The C-3105 won't do much good postioning a modern seal as modern seals are made differently than the original MoPar seals.
Reason being seal lip position, seal thickness etc.
The original rear trans seal is roughly 3/4" thick and has both leather and felt sealing materials used...
The new modern seals have two thin rubber sealing lips and are generally 1/2" thick.
The original C-3105 tool will work on the new seals but cannot drive them flush if needed.
What is most important is to locate the seal lip on a perfect groove and pit free area of the machined companion flange hub. Use a speedi-sleeve if necessary.
The other issue is to drive it in not too far but enough so the face of the seal is away from the companion flange.
If not when tightening the companion flange onto the output shaft the seal will get caved in with out you knowing it.

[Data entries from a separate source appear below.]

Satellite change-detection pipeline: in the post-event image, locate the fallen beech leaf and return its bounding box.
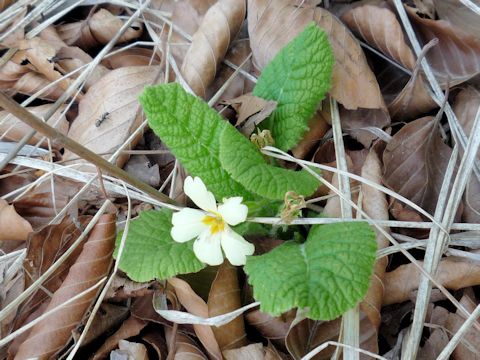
[63,66,161,166]
[0,104,69,150]
[445,293,480,360]
[14,176,81,230]
[102,47,161,69]
[207,260,247,355]
[342,4,437,120]
[383,256,480,306]
[19,216,91,318]
[454,86,480,223]
[224,93,277,135]
[142,327,168,360]
[292,102,330,159]
[167,278,222,359]
[205,39,252,108]
[73,302,129,346]
[340,107,390,149]
[12,71,65,101]
[245,310,293,349]
[383,116,452,216]
[248,0,385,109]
[92,316,148,360]
[16,215,115,359]
[405,6,480,86]
[433,0,480,37]
[164,327,208,360]
[341,4,415,70]
[57,46,108,90]
[0,199,33,241]
[166,0,217,64]
[223,343,265,360]
[0,60,31,90]
[12,37,71,90]
[57,9,143,49]
[181,0,247,97]
[115,340,148,360]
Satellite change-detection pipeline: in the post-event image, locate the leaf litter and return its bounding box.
[0,0,480,359]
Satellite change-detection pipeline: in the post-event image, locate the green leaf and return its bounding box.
[253,23,334,151]
[140,83,252,200]
[220,126,318,200]
[114,209,205,282]
[244,222,377,320]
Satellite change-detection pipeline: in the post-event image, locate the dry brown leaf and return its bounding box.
[205,39,252,108]
[168,278,222,359]
[406,6,480,86]
[92,316,148,360]
[142,327,168,360]
[166,0,217,64]
[181,0,247,97]
[57,46,108,90]
[15,214,115,359]
[64,66,161,166]
[342,4,415,70]
[102,47,161,69]
[115,340,148,360]
[223,343,265,360]
[454,86,480,223]
[433,0,480,37]
[445,292,480,360]
[0,104,69,150]
[164,326,208,360]
[248,0,385,109]
[340,107,390,149]
[292,108,330,159]
[0,60,31,90]
[342,4,437,120]
[12,37,71,90]
[0,199,33,241]
[11,71,66,101]
[245,310,293,349]
[383,116,452,217]
[383,256,480,306]
[19,216,91,321]
[57,9,143,49]
[207,261,247,351]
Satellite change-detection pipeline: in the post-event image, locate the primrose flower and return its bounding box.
[171,176,255,266]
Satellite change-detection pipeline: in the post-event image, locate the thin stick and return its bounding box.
[0,92,175,204]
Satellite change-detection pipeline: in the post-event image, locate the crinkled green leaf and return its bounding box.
[114,209,205,282]
[244,222,377,320]
[253,23,334,150]
[140,83,251,200]
[220,126,319,200]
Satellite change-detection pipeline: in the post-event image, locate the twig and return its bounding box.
[0,92,174,204]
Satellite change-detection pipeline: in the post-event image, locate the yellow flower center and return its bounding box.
[202,214,225,235]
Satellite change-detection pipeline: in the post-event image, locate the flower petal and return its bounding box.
[193,230,223,265]
[170,208,208,242]
[183,176,217,212]
[222,229,255,266]
[218,196,248,226]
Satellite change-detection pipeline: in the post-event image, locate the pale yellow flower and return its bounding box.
[171,176,255,266]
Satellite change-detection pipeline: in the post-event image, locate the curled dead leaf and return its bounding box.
[0,199,33,241]
[16,215,115,359]
[181,0,247,97]
[64,66,161,166]
[248,0,385,109]
[0,104,69,150]
[207,261,247,351]
[57,9,143,49]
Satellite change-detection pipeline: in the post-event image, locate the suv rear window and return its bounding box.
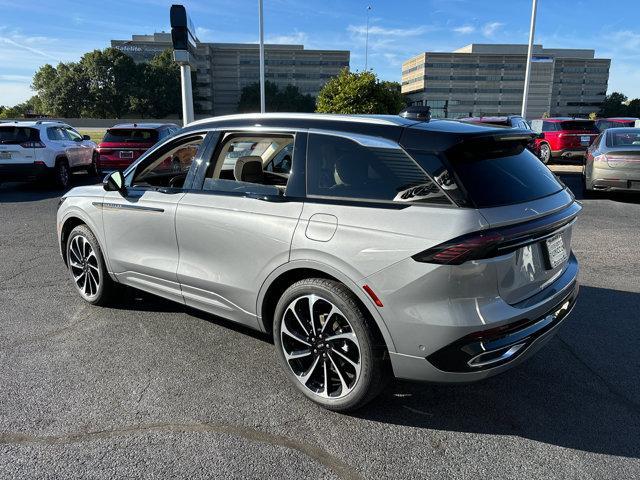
[560,120,600,133]
[307,134,450,204]
[102,128,158,143]
[446,142,563,208]
[0,126,40,145]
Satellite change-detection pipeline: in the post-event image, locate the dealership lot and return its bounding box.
[0,174,640,479]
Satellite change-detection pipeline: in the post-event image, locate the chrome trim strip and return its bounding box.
[91,202,164,213]
[309,128,401,150]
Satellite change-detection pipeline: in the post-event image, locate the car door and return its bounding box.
[176,130,306,328]
[99,132,211,302]
[47,126,77,168]
[65,127,94,166]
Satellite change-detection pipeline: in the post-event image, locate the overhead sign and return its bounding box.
[169,5,196,52]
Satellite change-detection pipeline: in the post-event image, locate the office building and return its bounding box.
[402,44,611,119]
[111,32,350,115]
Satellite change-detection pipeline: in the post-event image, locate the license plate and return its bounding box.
[545,235,568,270]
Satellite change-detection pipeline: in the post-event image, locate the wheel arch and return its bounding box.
[256,260,395,352]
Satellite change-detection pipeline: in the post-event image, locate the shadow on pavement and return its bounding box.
[356,287,640,458]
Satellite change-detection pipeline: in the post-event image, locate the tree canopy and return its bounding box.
[14,48,182,118]
[238,81,316,113]
[316,68,405,115]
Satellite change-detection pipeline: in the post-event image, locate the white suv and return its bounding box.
[0,120,96,189]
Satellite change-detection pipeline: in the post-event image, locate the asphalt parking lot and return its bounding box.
[0,175,640,480]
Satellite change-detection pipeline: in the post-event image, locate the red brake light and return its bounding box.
[20,141,45,148]
[413,233,504,265]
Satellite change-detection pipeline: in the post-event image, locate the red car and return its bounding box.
[531,117,600,163]
[96,123,180,173]
[596,117,638,132]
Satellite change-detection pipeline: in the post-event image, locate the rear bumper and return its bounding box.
[551,147,588,158]
[390,254,579,383]
[0,163,53,182]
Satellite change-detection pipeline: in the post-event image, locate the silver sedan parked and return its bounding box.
[582,128,640,194]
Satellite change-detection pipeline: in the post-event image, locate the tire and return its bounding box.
[274,278,391,412]
[65,225,115,305]
[53,158,71,190]
[87,152,100,177]
[538,143,551,165]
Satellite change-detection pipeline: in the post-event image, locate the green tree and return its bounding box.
[316,68,405,115]
[600,92,627,117]
[79,48,140,118]
[238,81,316,113]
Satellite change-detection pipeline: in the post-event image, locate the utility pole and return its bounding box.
[258,0,266,113]
[522,0,538,118]
[364,5,371,72]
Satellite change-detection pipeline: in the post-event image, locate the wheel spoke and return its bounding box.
[307,295,318,335]
[284,350,311,360]
[329,353,350,394]
[282,322,311,347]
[298,357,320,385]
[287,307,309,336]
[325,332,358,344]
[331,348,360,369]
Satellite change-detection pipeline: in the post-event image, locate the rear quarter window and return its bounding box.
[445,143,563,208]
[307,134,450,204]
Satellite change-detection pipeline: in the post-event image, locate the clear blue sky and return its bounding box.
[0,0,640,105]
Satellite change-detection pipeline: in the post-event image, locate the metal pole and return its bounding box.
[522,0,538,118]
[180,63,193,126]
[258,0,266,113]
[364,5,371,72]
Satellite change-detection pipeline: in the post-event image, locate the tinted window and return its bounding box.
[607,128,640,147]
[446,143,563,208]
[102,128,158,143]
[0,127,40,145]
[560,120,599,133]
[307,134,449,204]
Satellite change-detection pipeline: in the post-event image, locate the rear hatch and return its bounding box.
[404,130,581,304]
[558,120,600,149]
[0,125,43,165]
[98,128,158,165]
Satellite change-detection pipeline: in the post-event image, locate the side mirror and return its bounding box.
[102,170,125,192]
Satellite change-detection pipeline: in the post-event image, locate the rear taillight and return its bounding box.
[411,202,582,265]
[20,141,45,148]
[413,232,504,265]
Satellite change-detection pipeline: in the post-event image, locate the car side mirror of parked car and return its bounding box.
[102,170,125,192]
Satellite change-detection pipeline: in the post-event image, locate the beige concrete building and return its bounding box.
[402,44,611,119]
[111,32,350,115]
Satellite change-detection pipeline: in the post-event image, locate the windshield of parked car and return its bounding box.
[0,126,40,145]
[607,128,640,147]
[102,128,158,143]
[560,120,600,133]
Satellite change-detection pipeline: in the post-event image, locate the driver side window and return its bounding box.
[130,134,205,188]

This happens all the time on the inner seals on rear axles in our old MoPars.
The last issue with these modern replacement thin tin seals is to use a round flat edge driver that only pushes on the outside edge of the seal. Steel pipe, bearing race, proper size cup driver etc.
Using a hammer and or hammer and a drift will distort these new thin to win seals which can slightly cave the seal face and seal lip inward causing leakage.
Easy on the hammer blows...
Use some grease on the seal lip, #2 Permatex on the companion flange splines and OD of the seal....
Or your choice of sealant.
Check to be sure the lip spring is still in place.
Get'er done!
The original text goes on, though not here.